# ian batten is famous



## macro junkie (May 18, 2008)

i just saw ian batten on the news..lol..hes famous now :lol: :lol: nice crab ian.


----------



## matt020593 (May 18, 2008)

Haha, well done Ian.

What channel MJ?

Matt


----------



## Malnra (May 18, 2008)

Ian .. will you autograph my mantis ...


----------



## macro junkie (May 18, 2008)

Matthew Whittle said:


> Haha, well done Ian.What channel MJ?
> 
> Matt


itv news i think?


----------



## Ian (May 18, 2008)

Why the heck were you watching ITV Scot?!?! BBC all the way! (I hope they do see my saying this  )

Cheers anyway, was a bit of the laugh wasn't it.

You like my crabs? Good stuff  

Geoff, sure... shall I fly out, or will you come visit me? =)


----------



## macro junkie (May 18, 2008)

Ian said:


> Why the heck were you watching ITV Scot?!?! BBC all the way! (I hope they do see my saying this  )Cheers anyway, was a bit of the laugh wasn't it.
> 
> You like my crabs? Good stuff
> 
> Geoff, sure... shall I fly out, or will you come visit me? =)


mayby it was bbc i was watching...half the time i dont even know what day it is. :lol: well done on the interview tho.


----------



## Ian (May 18, 2008)

[SIZE=8pt]Cut back on the green [/SIZE]  

Cheers mate, it was a pretty good feature. ANd it was ITV not BBC, don't worry.


----------



## macro junkie (May 18, 2008)

Ian said:


> [SIZE=8pt]Cut back on the green [/SIZE]  Cheers mate, it was a pretty good feature. ANd it was ITV not BBC, don't worry.


 :lol: your get bit more business from that i bet..free advertising of your web site.


----------



## OGIGA (May 18, 2008)

So will the rest of us get to see you, Ian?


----------



## macro junkie (May 18, 2008)

OGIGA said:


> So will the rest of us get to see you, Ian?


im sure he taped it..time to get it on utube ian so the yanks can hear your POSH accent :lol:


----------



## OGIGA (May 18, 2008)

I found this article written a couple weeks ago, but not video.

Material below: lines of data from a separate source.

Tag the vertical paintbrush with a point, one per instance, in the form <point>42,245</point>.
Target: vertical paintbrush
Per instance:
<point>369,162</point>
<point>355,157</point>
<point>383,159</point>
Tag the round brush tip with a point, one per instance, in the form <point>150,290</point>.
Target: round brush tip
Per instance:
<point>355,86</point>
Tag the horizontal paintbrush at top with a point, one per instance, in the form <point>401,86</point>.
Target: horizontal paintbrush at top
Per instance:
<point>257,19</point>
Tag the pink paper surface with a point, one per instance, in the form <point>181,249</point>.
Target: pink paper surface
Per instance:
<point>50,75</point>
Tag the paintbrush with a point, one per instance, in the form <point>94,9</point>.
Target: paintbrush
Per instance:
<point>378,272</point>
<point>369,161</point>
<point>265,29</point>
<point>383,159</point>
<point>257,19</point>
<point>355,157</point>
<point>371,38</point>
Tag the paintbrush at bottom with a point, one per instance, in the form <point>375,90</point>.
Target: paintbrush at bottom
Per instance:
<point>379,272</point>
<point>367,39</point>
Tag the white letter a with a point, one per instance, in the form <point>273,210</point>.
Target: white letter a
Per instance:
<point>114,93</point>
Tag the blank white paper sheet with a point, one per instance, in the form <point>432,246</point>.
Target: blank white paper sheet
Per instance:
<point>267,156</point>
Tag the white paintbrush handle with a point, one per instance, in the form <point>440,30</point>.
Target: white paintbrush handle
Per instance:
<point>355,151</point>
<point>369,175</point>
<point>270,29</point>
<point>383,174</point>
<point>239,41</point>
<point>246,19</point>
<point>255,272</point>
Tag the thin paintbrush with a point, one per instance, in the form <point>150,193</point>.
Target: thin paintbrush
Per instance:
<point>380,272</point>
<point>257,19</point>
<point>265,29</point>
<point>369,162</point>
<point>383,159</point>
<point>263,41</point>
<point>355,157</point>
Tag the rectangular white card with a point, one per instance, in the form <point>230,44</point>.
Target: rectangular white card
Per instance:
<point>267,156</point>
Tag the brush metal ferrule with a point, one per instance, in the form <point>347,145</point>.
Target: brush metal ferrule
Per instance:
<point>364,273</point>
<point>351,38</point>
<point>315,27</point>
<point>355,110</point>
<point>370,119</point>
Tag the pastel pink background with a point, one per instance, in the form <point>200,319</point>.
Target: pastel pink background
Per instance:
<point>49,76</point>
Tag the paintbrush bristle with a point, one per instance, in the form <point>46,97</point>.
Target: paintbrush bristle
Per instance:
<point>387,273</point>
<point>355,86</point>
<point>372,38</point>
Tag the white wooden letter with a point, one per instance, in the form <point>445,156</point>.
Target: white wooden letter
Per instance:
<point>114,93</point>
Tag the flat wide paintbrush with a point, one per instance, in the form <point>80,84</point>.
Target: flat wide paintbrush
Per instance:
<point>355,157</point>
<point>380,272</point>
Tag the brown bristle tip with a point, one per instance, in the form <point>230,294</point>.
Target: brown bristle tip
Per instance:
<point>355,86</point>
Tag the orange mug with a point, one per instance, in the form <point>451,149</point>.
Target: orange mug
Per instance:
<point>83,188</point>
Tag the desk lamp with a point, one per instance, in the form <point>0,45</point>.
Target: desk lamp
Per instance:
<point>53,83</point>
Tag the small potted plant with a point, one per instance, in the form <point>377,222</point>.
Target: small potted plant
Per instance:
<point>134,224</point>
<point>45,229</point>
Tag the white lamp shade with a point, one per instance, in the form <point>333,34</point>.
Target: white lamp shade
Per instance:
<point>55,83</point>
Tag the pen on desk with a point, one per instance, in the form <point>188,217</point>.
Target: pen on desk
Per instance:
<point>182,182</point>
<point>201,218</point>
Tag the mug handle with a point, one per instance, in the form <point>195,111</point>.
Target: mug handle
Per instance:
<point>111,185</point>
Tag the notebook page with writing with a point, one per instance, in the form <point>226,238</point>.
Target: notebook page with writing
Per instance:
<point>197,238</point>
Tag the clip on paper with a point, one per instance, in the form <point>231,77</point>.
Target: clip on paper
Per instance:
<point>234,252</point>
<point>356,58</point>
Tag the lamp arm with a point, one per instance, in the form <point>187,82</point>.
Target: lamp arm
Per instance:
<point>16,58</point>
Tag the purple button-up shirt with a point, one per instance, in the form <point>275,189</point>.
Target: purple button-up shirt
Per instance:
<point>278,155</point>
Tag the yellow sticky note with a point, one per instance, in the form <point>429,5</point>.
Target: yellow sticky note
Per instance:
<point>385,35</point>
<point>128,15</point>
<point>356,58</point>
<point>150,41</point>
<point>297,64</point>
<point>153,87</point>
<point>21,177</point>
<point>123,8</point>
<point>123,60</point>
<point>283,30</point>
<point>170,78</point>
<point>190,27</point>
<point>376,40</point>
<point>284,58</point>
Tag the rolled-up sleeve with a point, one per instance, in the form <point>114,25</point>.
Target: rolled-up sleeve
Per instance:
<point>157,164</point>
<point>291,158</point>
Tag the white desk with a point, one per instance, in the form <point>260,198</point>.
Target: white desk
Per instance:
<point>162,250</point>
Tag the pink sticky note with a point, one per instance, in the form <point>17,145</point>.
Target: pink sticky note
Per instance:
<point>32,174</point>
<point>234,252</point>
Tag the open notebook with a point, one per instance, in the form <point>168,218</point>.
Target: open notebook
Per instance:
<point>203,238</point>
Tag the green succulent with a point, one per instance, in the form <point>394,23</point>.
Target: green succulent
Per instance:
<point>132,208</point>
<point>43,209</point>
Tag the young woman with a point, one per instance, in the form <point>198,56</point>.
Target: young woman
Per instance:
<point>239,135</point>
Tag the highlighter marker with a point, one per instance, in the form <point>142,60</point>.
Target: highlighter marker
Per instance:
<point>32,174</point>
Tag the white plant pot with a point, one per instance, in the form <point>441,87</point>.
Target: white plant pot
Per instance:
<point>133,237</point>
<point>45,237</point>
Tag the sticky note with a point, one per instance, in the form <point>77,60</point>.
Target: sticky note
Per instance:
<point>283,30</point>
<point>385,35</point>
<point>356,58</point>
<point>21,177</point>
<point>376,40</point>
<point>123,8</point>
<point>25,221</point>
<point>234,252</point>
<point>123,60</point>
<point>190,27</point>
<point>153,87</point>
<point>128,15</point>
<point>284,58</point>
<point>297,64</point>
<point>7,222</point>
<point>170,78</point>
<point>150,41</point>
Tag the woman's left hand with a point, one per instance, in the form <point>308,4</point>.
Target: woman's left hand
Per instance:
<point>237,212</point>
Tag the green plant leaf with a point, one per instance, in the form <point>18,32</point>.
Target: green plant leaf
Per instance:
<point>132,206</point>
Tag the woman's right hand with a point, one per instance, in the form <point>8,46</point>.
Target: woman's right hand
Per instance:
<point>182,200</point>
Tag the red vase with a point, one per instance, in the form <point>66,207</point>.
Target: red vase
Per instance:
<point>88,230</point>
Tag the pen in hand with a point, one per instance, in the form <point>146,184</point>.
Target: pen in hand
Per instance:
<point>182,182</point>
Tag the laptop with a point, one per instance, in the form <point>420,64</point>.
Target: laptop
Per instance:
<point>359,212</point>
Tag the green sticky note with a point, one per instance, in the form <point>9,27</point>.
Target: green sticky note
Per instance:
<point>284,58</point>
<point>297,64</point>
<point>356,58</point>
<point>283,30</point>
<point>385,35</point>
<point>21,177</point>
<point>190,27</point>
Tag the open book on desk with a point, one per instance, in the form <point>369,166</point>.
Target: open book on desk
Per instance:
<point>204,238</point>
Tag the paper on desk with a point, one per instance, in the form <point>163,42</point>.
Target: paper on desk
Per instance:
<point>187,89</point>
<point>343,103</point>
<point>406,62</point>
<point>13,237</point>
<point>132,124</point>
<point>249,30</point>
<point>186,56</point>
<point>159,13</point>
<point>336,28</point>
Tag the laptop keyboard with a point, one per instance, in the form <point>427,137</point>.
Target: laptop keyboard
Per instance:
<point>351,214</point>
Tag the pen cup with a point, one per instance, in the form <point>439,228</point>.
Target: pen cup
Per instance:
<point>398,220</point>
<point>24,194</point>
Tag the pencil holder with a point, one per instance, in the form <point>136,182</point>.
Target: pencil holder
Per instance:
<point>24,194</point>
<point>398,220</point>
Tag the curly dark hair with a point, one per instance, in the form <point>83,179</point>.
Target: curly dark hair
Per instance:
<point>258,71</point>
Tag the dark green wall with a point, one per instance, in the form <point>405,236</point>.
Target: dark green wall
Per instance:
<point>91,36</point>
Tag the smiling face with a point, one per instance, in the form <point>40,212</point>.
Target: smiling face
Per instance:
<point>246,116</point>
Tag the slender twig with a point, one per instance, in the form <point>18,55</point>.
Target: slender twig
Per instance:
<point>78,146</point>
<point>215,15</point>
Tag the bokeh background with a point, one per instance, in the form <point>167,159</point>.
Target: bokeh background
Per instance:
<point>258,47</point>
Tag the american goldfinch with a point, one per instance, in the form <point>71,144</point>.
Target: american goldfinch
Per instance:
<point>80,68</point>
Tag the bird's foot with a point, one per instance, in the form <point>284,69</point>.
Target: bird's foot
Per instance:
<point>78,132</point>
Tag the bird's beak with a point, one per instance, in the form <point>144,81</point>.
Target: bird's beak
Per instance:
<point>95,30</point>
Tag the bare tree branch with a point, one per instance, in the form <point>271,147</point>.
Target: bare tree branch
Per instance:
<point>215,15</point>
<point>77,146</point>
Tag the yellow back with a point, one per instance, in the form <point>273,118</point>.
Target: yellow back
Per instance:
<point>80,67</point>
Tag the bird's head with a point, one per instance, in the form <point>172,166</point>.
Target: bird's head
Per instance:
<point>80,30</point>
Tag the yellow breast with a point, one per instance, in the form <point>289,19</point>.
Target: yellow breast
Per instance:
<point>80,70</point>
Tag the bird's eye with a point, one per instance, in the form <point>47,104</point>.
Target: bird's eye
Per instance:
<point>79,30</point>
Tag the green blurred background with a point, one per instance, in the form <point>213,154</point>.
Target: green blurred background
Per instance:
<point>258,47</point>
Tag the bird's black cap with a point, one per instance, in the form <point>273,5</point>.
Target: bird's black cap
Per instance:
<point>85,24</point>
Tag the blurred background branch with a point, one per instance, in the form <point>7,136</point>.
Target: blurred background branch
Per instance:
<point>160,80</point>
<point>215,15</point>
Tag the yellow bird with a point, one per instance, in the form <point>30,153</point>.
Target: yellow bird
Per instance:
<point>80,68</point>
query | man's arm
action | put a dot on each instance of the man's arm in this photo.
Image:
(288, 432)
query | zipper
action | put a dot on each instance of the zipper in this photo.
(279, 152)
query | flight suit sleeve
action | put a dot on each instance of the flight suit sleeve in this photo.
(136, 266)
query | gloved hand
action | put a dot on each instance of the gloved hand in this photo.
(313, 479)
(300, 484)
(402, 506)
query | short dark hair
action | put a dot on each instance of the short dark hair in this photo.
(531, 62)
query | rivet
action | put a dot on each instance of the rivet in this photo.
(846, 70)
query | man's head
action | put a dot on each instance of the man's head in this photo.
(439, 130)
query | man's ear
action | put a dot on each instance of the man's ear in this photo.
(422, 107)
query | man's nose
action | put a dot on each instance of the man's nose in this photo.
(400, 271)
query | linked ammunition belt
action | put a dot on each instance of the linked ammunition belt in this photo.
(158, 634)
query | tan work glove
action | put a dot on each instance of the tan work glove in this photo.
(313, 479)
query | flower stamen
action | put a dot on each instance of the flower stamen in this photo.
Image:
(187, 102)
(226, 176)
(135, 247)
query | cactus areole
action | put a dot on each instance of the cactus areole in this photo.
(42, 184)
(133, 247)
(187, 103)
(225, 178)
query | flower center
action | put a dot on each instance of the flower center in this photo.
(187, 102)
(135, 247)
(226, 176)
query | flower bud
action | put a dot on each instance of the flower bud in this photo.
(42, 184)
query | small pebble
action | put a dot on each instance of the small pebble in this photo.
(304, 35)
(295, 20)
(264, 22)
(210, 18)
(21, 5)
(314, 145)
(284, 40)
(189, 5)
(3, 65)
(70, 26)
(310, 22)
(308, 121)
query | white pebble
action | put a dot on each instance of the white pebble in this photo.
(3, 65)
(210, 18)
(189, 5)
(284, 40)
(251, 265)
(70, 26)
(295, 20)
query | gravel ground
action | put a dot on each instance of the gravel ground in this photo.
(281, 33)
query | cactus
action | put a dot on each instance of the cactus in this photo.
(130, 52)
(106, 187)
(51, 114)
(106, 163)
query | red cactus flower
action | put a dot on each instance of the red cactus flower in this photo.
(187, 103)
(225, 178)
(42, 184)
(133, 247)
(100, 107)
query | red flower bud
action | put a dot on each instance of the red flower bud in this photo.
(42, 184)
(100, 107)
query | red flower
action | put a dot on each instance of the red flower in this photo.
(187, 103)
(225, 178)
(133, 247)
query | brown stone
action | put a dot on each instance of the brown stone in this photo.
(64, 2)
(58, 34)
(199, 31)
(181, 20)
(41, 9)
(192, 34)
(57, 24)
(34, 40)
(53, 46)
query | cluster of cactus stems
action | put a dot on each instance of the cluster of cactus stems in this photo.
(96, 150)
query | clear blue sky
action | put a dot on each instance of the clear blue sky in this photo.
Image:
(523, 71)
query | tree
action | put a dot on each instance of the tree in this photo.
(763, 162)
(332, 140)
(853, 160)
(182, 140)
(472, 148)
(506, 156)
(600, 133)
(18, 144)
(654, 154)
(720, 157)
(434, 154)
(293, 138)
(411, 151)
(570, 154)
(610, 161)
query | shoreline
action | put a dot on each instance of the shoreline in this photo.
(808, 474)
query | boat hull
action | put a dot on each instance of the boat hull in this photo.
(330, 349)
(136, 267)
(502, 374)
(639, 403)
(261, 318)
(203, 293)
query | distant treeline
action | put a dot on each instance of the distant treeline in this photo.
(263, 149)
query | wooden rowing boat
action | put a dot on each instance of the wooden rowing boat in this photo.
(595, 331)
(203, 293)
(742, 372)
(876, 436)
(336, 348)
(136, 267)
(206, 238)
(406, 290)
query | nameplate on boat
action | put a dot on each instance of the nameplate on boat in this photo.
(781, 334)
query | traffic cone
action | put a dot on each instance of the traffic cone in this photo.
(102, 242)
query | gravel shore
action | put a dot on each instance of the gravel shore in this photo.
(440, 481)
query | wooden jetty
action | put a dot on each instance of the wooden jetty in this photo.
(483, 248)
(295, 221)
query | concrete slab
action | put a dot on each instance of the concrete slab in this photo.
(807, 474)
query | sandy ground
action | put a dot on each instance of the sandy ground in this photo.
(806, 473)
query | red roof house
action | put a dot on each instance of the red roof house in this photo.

If Ian was in the US, he would probably have been busted already. Hehehe.


----------



## Ian (May 19, 2008)

Didn't realise they wrote one up for the website!

Scott, I do try my best to sound well spoken, for all I know Royalty may have been watching


----------



## hibiscusmile (May 19, 2008)

OH YES IAN, the royalty is always watching :lol:


----------